# Frustration



## Deathscythe617 (Mar 22, 2010)

This tank is beginning to frustrate me, I thought i had it cycled, the ammonia and such went up, then dropped, however now the levels are higher again. It seems like ammonia is never the problem but the Nitrites seem to be growing too quickly, I am currently trying to use Seachem Stability to make it grow the beneficial bacteria. Its probably just a cycle problem right? 

16 Gallon bowfront aquarium
Aqueon 20 filter
5 Zebra Danio
3 corydoras catfish.

I am also frustrated because the water will not clear, it has been a milky coloration ever since i have had to use some IchClear, to cure the Ick on one of my danios. I just want to know what i could do to help make the water clear, and is using the stability product going to help with my slight cycle problem?

Thank you! Please help!


----------



## Deathscythe617 (Mar 22, 2010)

Please?


----------



## NursePlaty (Feb 5, 2010)

*It sounds like a cycle problem if your Ammonia and NitrIte is fluctuating like that. When you said you thought you had it cycled, how long has it been?

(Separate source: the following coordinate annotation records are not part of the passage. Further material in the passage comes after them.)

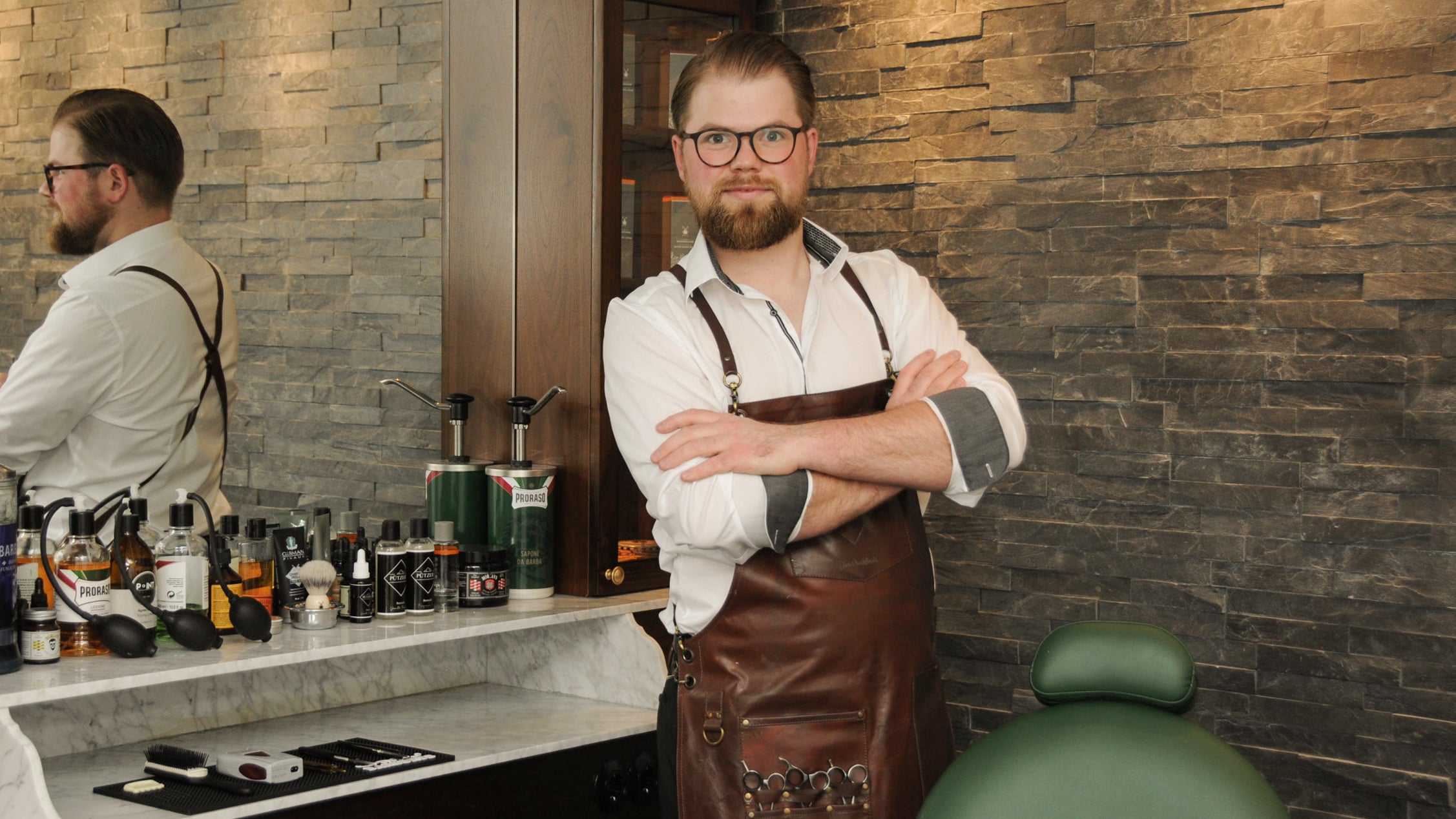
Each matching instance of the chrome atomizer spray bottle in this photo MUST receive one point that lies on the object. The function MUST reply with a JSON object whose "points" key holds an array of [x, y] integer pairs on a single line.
{"points": [[522, 511]]}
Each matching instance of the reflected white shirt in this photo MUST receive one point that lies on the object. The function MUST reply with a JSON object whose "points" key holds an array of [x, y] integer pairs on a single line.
{"points": [[101, 391]]}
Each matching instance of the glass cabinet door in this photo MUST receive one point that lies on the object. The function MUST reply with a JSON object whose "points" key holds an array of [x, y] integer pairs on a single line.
{"points": [[657, 224]]}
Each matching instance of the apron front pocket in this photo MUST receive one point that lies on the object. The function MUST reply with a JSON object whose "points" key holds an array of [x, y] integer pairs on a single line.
{"points": [[804, 764]]}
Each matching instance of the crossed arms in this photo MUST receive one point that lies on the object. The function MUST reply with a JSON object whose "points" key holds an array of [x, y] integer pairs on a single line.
{"points": [[857, 463]]}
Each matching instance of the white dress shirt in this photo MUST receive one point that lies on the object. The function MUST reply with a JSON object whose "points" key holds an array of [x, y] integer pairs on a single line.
{"points": [[99, 395], [660, 358]]}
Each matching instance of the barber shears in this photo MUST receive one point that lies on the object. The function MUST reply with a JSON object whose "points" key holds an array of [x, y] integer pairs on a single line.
{"points": [[791, 787], [848, 785], [764, 791]]}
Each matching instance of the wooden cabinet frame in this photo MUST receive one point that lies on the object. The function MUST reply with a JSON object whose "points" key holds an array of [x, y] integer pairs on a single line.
{"points": [[532, 174]]}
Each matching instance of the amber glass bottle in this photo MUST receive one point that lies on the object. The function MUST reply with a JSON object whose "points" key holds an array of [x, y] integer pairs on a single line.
{"points": [[141, 568], [83, 570]]}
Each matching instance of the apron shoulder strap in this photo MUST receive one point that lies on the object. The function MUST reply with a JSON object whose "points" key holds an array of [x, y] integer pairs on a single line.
{"points": [[884, 341], [211, 360], [720, 337]]}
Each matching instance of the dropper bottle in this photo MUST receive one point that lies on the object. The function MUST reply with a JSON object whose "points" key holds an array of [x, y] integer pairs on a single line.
{"points": [[181, 565], [28, 553], [83, 569]]}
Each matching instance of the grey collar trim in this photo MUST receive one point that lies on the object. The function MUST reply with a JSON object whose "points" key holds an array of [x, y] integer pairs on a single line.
{"points": [[820, 245]]}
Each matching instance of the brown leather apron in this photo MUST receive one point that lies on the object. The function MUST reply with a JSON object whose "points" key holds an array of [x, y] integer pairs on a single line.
{"points": [[818, 677]]}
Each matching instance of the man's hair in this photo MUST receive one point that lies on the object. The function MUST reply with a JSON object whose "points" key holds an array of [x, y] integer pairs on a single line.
{"points": [[123, 127], [746, 56]]}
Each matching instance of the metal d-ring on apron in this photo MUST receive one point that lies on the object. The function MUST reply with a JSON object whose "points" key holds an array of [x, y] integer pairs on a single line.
{"points": [[822, 658]]}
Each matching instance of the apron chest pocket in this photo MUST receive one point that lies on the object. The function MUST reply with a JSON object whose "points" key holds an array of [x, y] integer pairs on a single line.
{"points": [[806, 764]]}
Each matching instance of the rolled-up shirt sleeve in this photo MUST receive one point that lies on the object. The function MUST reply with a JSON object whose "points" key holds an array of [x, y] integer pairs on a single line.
{"points": [[982, 421], [650, 373]]}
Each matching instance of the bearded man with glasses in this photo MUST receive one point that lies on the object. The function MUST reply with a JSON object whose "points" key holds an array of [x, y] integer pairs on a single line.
{"points": [[782, 402], [129, 380]]}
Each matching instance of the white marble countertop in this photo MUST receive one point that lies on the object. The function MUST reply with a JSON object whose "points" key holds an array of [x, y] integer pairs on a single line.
{"points": [[512, 723], [95, 676]]}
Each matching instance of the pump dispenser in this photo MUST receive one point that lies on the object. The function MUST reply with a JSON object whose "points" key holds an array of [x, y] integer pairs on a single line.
{"points": [[520, 503], [456, 485], [181, 565], [83, 569]]}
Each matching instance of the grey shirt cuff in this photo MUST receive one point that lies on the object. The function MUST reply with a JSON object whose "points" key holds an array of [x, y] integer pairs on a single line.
{"points": [[977, 441], [788, 498]]}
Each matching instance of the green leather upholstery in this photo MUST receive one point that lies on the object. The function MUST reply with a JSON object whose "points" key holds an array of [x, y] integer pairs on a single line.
{"points": [[1114, 661], [1099, 758]]}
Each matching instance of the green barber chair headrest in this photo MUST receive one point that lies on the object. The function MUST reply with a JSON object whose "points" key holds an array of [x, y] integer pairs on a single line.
{"points": [[1107, 745], [1114, 661]]}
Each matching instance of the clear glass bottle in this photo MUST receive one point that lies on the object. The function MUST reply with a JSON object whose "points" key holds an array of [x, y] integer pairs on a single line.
{"points": [[83, 569], [28, 553], [420, 563], [181, 565], [448, 568], [140, 566], [256, 562]]}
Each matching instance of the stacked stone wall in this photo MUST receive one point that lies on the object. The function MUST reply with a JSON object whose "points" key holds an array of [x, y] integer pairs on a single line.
{"points": [[313, 166], [1211, 242]]}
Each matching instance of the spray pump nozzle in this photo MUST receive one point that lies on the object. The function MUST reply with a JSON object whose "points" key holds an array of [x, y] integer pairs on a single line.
{"points": [[459, 406], [522, 411]]}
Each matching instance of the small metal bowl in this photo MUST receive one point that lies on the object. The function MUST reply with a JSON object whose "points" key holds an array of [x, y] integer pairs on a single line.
{"points": [[313, 619]]}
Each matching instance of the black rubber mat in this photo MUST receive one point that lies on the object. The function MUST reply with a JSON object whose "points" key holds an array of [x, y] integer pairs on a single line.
{"points": [[190, 799]]}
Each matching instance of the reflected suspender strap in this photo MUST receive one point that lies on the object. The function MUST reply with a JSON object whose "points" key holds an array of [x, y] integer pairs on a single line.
{"points": [[213, 360]]}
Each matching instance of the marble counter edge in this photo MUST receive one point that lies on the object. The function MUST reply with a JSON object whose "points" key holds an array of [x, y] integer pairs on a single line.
{"points": [[628, 722], [519, 620]]}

I usually try to not add any medications to to the tank because it will kill the beneficial bacteria. What I like to do for ick is seperating the fish from the main tank and give them a saltwater dip and then a bath in seperate containers. I dont remember the exact amounts of salt per water but I think I used 5 tablespoons of aquarium salt per gallon for the DIP and I usually leave him in there until I see stress and move him out immediately (about 3-5 minutes). Ive witnessed my dips to literally remove the white spots off my fish. It has to do with water moving from a lower concentration to a higher concentration (osmosis) causeing the cysts to burst. I know its pretty salty but it will harm the ich more than the fish. And its a short period of time so dont worry.

After I remove the fish from the DIP I move him to a BATH and I think I use 1 tsp per 5 gallon of water in this one for a period of 3-5 days or more and I add the recommended dosage from the ich medication to this bath as well. Or half the dose. 

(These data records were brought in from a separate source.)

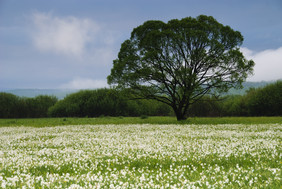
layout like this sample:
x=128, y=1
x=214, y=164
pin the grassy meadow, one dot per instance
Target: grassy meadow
x=154, y=152
x=105, y=120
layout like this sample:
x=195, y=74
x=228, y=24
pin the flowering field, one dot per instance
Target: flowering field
x=141, y=156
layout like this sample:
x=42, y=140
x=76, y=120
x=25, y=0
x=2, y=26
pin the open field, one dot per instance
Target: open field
x=141, y=156
x=43, y=122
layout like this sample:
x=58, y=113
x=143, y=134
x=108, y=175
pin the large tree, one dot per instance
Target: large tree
x=180, y=61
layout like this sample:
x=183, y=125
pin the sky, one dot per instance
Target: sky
x=71, y=44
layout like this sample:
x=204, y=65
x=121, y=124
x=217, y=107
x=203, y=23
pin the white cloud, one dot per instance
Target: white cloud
x=268, y=64
x=85, y=83
x=67, y=35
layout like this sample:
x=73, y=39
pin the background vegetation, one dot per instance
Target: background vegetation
x=265, y=101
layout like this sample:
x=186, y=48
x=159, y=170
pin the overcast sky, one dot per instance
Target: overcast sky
x=72, y=43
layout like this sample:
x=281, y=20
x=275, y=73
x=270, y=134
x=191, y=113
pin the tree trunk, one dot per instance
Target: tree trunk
x=180, y=115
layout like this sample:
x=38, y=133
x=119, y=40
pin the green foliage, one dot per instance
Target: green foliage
x=12, y=106
x=266, y=101
x=105, y=102
x=50, y=122
x=179, y=62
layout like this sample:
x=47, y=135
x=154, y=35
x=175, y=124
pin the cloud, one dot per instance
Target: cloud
x=268, y=64
x=63, y=35
x=84, y=83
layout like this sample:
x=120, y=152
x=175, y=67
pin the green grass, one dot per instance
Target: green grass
x=43, y=122
x=141, y=156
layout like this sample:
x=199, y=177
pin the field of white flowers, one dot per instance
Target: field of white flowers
x=141, y=156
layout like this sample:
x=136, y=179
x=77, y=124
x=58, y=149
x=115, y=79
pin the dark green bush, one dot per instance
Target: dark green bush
x=12, y=106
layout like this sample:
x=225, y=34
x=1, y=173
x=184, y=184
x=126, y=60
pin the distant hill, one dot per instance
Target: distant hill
x=62, y=93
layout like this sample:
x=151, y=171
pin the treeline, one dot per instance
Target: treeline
x=265, y=101
x=12, y=106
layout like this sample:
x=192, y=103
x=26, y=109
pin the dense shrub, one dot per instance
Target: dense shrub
x=266, y=101
x=105, y=102
x=12, y=106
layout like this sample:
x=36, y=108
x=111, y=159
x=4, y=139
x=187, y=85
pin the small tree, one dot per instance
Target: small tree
x=180, y=61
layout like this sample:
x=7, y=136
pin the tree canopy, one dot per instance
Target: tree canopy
x=180, y=61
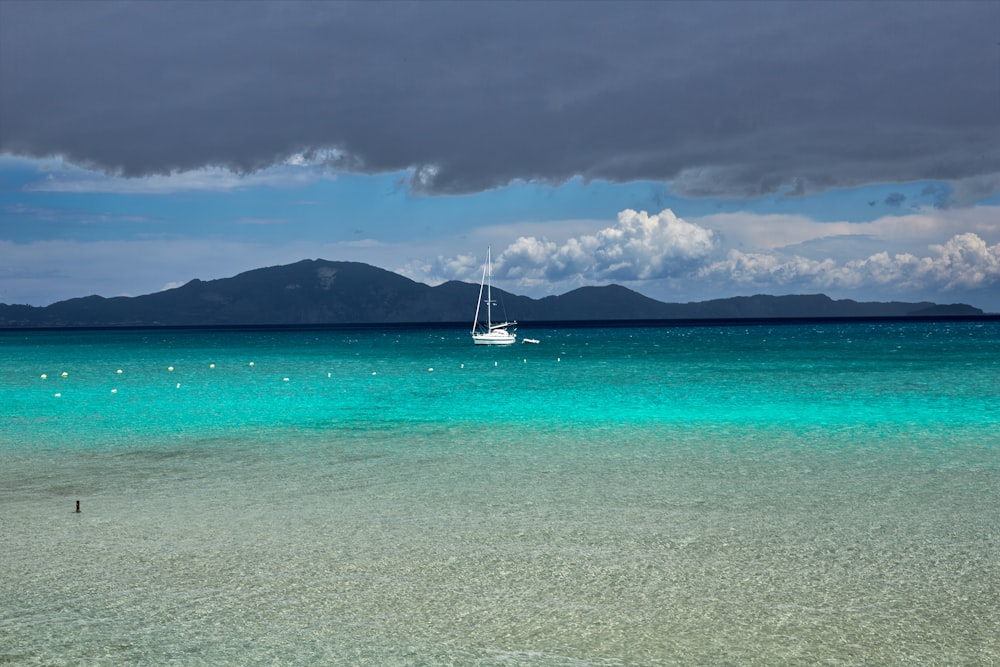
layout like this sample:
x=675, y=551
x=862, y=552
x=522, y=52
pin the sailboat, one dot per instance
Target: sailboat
x=491, y=334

During this time you need to increase the temperature of the main tank to 80-85 degrees to increase the ich life cycle. If you dont have any plants in your main tank add salt to the main also so it will kill the ich. But do not add any medications. And its important to not have any fish in here. (This will be easy for you because you dont have many fish to catch). The ich will die due to not having any fish hosts. It wont kill all of the ich espcially the ones that are dormant along the gravel. Medications do not kill these either. It is really easy to kill ich and help your fish if you follow these guidelines, Ive never lost a fish since. 

Your water is probably cloudy because your medications killed some of the beneficial bacteria causing the tank to go into a mini-cycle. Thats why I try to avoid adding medications to my tank unless its my last resort. I recommend Quick Cure medication if you can get that. All cloudy water will clear on its own when you give it time and can last from anywhere from a week or more*


----------



## Deathscythe617 (Mar 22, 2010)

Gah, ok, of course i was doing everything wrong... So i should try the dip thing? But what if i don't have an extra tank or filter to put them in? Because i can't afford to buy something else? I can't just use a bucket for 3-5 days. So what should i do? I'm sorry, i am completely stupid when it comes to this. 

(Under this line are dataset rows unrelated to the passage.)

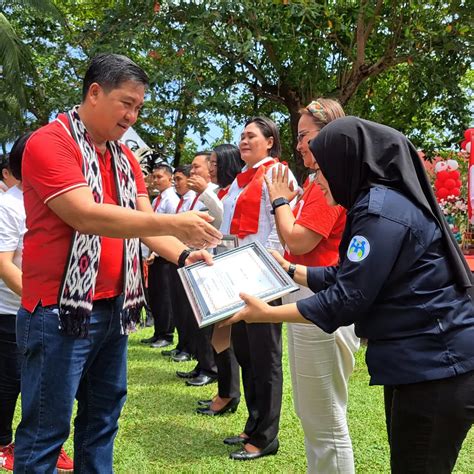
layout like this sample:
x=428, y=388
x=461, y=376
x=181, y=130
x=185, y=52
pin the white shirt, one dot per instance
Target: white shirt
x=267, y=234
x=12, y=230
x=168, y=203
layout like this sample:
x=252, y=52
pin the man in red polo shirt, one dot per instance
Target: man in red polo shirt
x=86, y=205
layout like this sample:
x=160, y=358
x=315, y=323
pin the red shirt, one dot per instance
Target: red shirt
x=52, y=165
x=313, y=212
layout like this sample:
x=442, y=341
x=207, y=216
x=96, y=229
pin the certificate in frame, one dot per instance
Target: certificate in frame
x=213, y=290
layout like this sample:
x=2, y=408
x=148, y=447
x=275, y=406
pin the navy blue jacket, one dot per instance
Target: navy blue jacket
x=395, y=284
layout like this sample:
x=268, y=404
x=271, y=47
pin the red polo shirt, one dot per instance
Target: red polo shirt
x=313, y=212
x=52, y=165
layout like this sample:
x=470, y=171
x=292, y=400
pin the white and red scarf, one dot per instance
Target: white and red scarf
x=76, y=294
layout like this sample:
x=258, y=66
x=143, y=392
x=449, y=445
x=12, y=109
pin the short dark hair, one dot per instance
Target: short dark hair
x=110, y=71
x=185, y=169
x=269, y=129
x=16, y=155
x=229, y=163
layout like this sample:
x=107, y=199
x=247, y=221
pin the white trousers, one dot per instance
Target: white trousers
x=321, y=365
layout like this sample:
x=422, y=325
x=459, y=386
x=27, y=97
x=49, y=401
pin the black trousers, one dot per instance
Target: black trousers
x=228, y=374
x=427, y=423
x=9, y=378
x=161, y=298
x=258, y=351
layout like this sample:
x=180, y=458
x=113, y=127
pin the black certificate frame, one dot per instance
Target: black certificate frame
x=203, y=314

Thank you for the help, I'll have to get some aquarium salt and something to put the sick fish in, although i really don't know what.

Thanks,


----------



## NursePlaty (Feb 5, 2010)

*No problem, I like helping people out. 

If your fish has ick it will definitly benefit them. I do a dip on the first signs of ick symptoms. Right when I see my fish rubbing itself on a leaf, I quarantine all my fish with a dip then a bath.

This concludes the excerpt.